AGENTIQL: An Agent-Inspired Multi-Expert Framework for Text-to-SQL Generation
Omid Reza Heidari, Siobhan Reid, Yassine Yaakoubi
TL;DR
AGENTIQL introduces an agent-inspired multi-expert framework for NL2SQL that decomposes complex queries into sub-questions, generates sub-queries with specialized coding agents, refines the final column selection, and dynamically routes between a modular divide-and-merge pipeline and a baseline parser. The approach yields improved execution accuracy on Spider, with up to $86.07\%$ EX using $14$-billion-parameter models and nearing SOTA ($89.65\%$ EX) with larger baselines, while also increasing interpretability through explicit intermediate steps. Key contributions include the Divide-and-Merge module, column selection refinement, and an adaptive router that leverages complementary strengths of the components.
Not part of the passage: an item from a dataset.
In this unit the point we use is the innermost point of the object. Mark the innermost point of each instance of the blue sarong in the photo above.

The work demonstrates that modular reasoning, targeted code generation, and adaptive routing can deliver robust, scalable, and transparent NL2SQL systems, with practical implications for handling diverse schemas and complex queries.
Abstract
LLMs have advanced text-to-SQL generation, yet monolithic architectures struggle with complex reasoning and schema diversity. We propose AGENTIQL, an agent-inspired multi-expert framework that combines a reasoning agent for question decomposition, a coding agent for sub-query generation, and a refinement step for column selection. An adaptive router further balances efficiency and accuracy by selecting between our modular pipeline and a baseline parser. Several steps in the pipeline can be executed in parallel, making the framework scalable to larger workloads. Evaluated on the Spider benchmark, AGENTIQL improves execution accuracy and interpretability and achieves up to 86.07% EX with 14B models using the Planner&Executor merging strategy. The attained performance is contingent upon the efficacy of the routing mechanism, thereby narrowing the gap to GPT-4-based SOTA (89.65% EX) while using much smaller open-source LLMs. Beyond accuracy, AGENTIQL enhances transparency by exposing intermediate reasoning steps, offering a robust, scalable, and interpretable approach to semantic parsing.